Comment by csomar
5 days ago
That's still an inference time issue. If you have perfect inference with a zero temperature, the models are deterministic. There is no intrinsic randomness in software-only computing.
5 days ago
That's still an inference time issue. If you have perfect inference with a zero temperature, the models are deterministic. There is no intrinsic randomness in software-only computing.
Floating point associativity differences can lead to non-determinism with 0 temperature if the order of operations are non-deterministic.
Anyone with reasonable experience with GPU computation who pays attention knows that even randomness in warp completion times can easy lead to non-determinism due to associativity differences.
For instance: https://www.twosigma.com/articles/a-workaround-for-non-deter...

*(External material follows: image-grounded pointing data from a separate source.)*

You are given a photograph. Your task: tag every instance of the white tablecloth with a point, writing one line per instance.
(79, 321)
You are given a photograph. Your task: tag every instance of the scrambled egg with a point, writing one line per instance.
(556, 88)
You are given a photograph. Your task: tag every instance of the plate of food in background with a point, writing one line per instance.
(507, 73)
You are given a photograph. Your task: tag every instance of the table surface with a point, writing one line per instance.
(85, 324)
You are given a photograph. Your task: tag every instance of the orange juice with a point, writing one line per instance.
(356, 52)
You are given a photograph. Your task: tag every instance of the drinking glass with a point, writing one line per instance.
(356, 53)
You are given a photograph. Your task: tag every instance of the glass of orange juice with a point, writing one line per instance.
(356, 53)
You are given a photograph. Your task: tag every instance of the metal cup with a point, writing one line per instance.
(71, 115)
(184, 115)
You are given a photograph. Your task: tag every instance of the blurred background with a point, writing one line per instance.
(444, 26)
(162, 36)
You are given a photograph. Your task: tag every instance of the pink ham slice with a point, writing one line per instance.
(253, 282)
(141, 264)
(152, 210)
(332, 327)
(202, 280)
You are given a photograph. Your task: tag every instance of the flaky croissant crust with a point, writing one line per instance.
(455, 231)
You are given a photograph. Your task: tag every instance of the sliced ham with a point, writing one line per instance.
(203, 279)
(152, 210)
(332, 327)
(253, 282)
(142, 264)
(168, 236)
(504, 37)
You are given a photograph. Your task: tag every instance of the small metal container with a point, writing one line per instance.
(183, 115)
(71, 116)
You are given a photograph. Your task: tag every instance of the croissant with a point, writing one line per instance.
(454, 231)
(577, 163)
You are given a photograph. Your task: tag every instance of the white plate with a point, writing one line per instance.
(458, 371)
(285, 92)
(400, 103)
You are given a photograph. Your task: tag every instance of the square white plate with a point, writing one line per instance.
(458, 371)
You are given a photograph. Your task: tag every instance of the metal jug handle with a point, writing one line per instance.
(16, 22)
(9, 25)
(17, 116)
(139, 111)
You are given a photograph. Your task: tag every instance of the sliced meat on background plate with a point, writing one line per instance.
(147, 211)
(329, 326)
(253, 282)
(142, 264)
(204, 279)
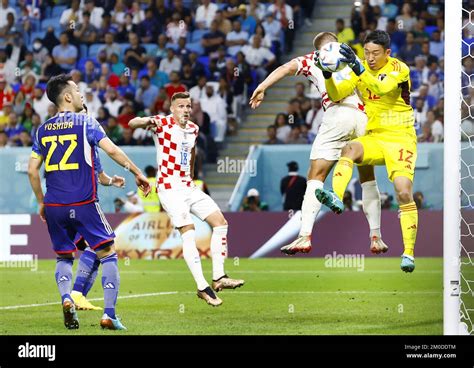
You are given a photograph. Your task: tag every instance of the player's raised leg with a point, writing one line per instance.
(63, 276)
(371, 205)
(353, 151)
(408, 220)
(220, 280)
(318, 171)
(85, 275)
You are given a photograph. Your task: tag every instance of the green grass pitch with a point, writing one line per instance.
(287, 296)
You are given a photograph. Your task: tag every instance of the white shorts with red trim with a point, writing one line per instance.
(340, 124)
(181, 203)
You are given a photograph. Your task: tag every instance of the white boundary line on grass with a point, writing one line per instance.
(239, 292)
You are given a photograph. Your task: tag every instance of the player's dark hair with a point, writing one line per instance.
(56, 87)
(378, 37)
(180, 95)
(322, 37)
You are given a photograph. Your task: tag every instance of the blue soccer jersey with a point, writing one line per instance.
(68, 144)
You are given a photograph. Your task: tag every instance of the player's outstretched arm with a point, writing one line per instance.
(145, 122)
(34, 166)
(288, 69)
(116, 154)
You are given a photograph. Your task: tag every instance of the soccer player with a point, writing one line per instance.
(342, 121)
(390, 139)
(65, 143)
(175, 139)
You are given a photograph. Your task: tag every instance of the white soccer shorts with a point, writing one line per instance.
(181, 203)
(340, 125)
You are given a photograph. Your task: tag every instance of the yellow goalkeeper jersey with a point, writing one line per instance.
(385, 93)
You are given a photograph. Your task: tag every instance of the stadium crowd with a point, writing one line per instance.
(129, 57)
(417, 34)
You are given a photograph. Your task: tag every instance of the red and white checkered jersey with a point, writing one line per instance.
(307, 68)
(173, 153)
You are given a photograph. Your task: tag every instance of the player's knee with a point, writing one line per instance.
(404, 196)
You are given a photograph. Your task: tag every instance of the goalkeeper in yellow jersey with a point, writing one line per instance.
(383, 82)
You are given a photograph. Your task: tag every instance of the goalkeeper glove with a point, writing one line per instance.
(326, 74)
(351, 59)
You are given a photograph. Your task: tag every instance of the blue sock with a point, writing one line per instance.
(110, 283)
(91, 279)
(84, 269)
(63, 277)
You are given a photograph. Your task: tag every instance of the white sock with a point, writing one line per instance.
(218, 251)
(371, 205)
(310, 207)
(192, 258)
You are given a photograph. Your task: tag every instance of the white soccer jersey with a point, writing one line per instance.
(173, 153)
(307, 68)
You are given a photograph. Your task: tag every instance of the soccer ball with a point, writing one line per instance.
(330, 57)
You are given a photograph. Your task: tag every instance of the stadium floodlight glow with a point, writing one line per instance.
(452, 165)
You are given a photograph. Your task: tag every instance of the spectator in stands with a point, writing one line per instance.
(175, 85)
(85, 32)
(273, 31)
(171, 63)
(344, 34)
(248, 22)
(176, 29)
(40, 102)
(284, 14)
(266, 40)
(110, 47)
(271, 134)
(212, 40)
(147, 93)
(183, 12)
(292, 188)
(283, 130)
(236, 39)
(95, 13)
(223, 24)
(149, 28)
(205, 14)
(406, 19)
(259, 58)
(198, 91)
(13, 129)
(39, 51)
(410, 50)
(214, 106)
(135, 55)
(65, 54)
(187, 77)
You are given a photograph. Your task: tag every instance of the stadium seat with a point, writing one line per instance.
(150, 48)
(94, 49)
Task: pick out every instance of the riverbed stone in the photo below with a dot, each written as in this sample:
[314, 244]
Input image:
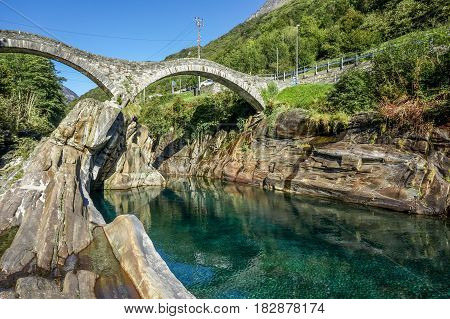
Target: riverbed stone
[140, 260]
[34, 287]
[80, 285]
[51, 204]
[296, 156]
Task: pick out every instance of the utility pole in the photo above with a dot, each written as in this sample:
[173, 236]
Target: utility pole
[296, 54]
[278, 63]
[200, 23]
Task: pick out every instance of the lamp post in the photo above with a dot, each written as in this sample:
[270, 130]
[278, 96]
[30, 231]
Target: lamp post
[296, 54]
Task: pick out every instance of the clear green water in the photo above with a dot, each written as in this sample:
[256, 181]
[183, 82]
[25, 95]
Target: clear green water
[228, 241]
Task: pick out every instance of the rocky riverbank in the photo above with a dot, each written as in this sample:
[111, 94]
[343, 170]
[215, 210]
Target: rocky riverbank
[362, 163]
[57, 245]
[60, 246]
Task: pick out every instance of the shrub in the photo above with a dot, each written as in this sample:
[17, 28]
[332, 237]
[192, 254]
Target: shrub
[353, 93]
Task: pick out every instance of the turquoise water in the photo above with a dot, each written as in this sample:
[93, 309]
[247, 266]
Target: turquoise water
[230, 241]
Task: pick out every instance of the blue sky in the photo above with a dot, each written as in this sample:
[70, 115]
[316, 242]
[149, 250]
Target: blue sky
[149, 26]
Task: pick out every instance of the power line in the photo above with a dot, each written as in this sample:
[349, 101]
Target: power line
[185, 32]
[96, 35]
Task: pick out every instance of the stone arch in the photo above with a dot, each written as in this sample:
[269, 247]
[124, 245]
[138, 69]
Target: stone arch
[123, 79]
[248, 87]
[19, 42]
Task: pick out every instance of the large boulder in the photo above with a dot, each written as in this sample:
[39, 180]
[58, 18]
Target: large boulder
[134, 168]
[51, 203]
[140, 260]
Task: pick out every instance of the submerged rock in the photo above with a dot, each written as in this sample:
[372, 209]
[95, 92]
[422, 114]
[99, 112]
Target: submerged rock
[55, 252]
[358, 164]
[140, 260]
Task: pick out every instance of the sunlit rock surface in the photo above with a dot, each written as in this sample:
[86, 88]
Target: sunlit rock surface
[53, 241]
[133, 168]
[140, 260]
[359, 164]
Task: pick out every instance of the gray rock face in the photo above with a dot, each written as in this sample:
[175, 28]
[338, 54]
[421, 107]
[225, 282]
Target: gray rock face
[134, 168]
[57, 222]
[37, 288]
[359, 165]
[51, 202]
[140, 260]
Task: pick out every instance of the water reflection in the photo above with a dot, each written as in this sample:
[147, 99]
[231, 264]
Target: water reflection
[231, 241]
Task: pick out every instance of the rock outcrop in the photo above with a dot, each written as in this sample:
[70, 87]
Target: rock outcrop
[59, 248]
[51, 203]
[138, 257]
[359, 164]
[133, 168]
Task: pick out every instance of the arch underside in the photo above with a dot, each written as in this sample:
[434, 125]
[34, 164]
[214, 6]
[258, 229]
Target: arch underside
[59, 59]
[242, 92]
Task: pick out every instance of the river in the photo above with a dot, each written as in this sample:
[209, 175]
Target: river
[224, 240]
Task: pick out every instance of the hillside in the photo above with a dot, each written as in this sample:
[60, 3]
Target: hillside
[269, 6]
[328, 28]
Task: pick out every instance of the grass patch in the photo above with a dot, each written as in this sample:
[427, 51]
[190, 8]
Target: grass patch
[305, 96]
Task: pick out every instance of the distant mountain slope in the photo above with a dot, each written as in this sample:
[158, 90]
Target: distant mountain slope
[269, 6]
[328, 29]
[69, 94]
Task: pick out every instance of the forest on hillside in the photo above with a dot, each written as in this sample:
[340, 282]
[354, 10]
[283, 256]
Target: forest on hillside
[327, 29]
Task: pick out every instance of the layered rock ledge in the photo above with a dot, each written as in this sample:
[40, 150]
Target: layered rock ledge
[61, 247]
[359, 164]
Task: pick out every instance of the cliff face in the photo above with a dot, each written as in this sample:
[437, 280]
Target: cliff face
[54, 241]
[359, 164]
[269, 6]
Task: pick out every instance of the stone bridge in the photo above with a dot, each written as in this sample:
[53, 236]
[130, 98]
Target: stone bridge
[122, 79]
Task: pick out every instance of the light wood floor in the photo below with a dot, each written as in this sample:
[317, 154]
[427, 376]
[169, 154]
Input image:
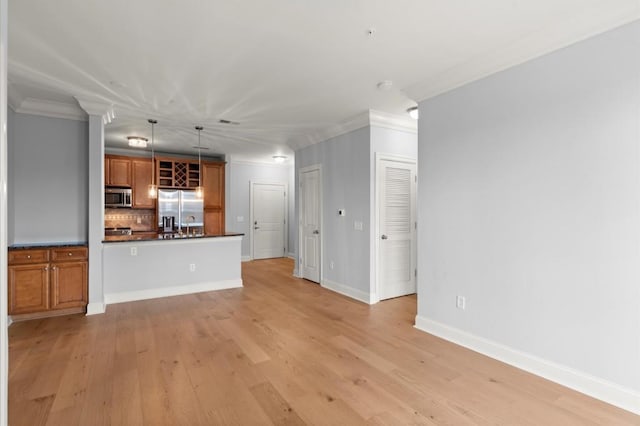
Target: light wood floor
[278, 351]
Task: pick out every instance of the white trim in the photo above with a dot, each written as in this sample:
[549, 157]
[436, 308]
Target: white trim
[535, 45]
[154, 293]
[285, 229]
[374, 269]
[96, 308]
[368, 118]
[4, 326]
[345, 290]
[604, 390]
[99, 108]
[47, 108]
[402, 123]
[265, 163]
[300, 193]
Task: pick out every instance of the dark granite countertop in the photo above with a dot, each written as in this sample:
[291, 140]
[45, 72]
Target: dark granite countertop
[148, 236]
[47, 245]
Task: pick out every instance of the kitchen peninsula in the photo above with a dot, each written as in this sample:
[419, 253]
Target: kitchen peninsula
[156, 267]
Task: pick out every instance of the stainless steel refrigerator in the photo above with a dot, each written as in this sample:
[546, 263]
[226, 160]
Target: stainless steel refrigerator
[183, 206]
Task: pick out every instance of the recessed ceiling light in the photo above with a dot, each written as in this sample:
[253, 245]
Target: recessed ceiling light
[137, 141]
[223, 121]
[385, 85]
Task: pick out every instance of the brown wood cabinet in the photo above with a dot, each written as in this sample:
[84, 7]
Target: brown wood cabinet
[117, 170]
[47, 281]
[141, 179]
[177, 172]
[213, 183]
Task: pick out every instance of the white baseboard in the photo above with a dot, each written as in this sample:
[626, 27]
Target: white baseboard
[595, 387]
[346, 290]
[154, 293]
[96, 308]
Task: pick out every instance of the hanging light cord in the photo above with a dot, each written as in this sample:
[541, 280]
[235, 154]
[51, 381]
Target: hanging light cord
[199, 129]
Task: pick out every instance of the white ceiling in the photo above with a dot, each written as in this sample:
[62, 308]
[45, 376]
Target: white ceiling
[286, 70]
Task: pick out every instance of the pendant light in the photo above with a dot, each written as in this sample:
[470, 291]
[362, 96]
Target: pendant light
[153, 188]
[199, 188]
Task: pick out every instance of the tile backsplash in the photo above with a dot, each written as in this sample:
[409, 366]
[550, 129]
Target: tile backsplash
[136, 219]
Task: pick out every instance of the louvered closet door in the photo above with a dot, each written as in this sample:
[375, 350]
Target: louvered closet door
[397, 233]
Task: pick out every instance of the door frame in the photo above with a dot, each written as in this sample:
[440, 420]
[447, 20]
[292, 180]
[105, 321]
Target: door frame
[375, 269]
[286, 213]
[301, 171]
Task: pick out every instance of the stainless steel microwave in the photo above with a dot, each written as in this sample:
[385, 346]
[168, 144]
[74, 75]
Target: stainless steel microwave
[117, 197]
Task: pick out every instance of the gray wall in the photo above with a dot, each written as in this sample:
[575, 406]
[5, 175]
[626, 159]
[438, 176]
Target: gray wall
[345, 181]
[238, 178]
[48, 176]
[529, 206]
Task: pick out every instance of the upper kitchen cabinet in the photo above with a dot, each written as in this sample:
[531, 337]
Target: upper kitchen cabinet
[117, 171]
[213, 183]
[177, 173]
[141, 171]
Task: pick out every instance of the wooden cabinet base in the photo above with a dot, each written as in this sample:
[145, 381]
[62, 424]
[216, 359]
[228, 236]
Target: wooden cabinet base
[47, 314]
[47, 281]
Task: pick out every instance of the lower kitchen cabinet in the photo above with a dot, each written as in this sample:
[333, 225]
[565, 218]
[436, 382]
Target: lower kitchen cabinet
[47, 281]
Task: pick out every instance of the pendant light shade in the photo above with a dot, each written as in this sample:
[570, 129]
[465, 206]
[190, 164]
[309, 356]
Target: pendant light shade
[199, 188]
[153, 188]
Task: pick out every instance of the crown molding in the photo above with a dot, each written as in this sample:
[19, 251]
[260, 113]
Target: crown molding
[46, 108]
[286, 164]
[535, 45]
[369, 118]
[393, 121]
[100, 108]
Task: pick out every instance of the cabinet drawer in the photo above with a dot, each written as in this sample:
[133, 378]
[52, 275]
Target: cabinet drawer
[68, 253]
[28, 256]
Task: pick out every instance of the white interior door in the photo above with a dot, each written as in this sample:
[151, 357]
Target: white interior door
[310, 225]
[396, 228]
[268, 214]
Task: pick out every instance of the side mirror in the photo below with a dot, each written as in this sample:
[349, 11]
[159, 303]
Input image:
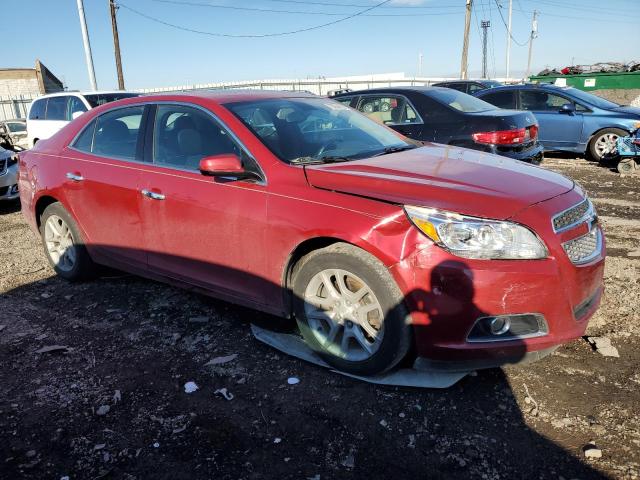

It is very well known that CUDA isn't strongly deterministic due to these factors among practitioners.
Differences in batch sizes of inference compound these issues.
Edit: to be more specific, the non-determinism mostly comes from map-reduce style operations, where the map is deterministic, but the order that items are sent to the reduce steps (or how elements are arranged in the tree for a tree reduce) can be non-deterministic.
My point is, your inference process is the non-deterministic part; not the model itself.
Eh., if you have a PyTorch model that uses non-deterministic tensor operations like matrix multiplications, I think it is fair to call the model non-deterministic, since the matmul is not guaranteed to be deterministic - the non determinism of a matmul isn't a bug but a feature.
See e.g.https://discuss.pytorch.org/t/why-is-torch-mm-non-determinis...